Wednesday, March 01, 2006

My Son is a Teenager today.

It’s hard to believe that this young man who looks great in a suit and is as tall as I am was once a premature baby weighing 8 pounds and 3 ounces. Yes, that’s right an eight pound preemie. He was due in April and born on March 1, his lungs weren’t fully developed although the rest of him was huge. Had he gone full term, he would have been about ten pounds. As a preemie, he developed this wheezing noise that the nurses assured me was just his way of expelling fluid from his lungs. Three weeks later, however, he still made that wheezing noise. The pediatrician told me that it had become a comfort noise. And it did become a comfort noise for me. I could hear him breathing at night. For some reason, with this one, I developed post partum depression. March 1 was the day that we moved my office into the house following the sale of a major portion of the company, at the end of the moving, I sat down in my chair and my water broke. I was transferred business calls while I was in the hospital. When I got home, every time I laid down to rest I would have auditory hallucinations of either the office telephone ringing or the baby crying. I didn’t sleep for several weeks; my doctor figured it out at my postnatal exam. It’s the only time in my life I’ve taken prescription medication to sleep. But I hated the medication, I was sure that while I was sleeping, he would stop breathing and I wouldn’t know it. Then I would hear him wheeze in his sleep, almost as if he were saying,” I’m okay, Mom.”

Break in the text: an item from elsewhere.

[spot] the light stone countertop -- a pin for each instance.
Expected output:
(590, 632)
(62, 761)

Today, he’s a sensitive soul who panics if I raise my voice at him. He’s smart, handsome, and girls like him but he doesn’t realize that they’re flirting with him. I hope it stays that way for a few more years. He’s fascinated with engineering and adores math. He quilts with me because he loves the math involved. He gets to play with fractions and have something to show for it. He joined the Quilt guild so that he could enter the contest this year. I’m hoping that his motivation will help keep me on track.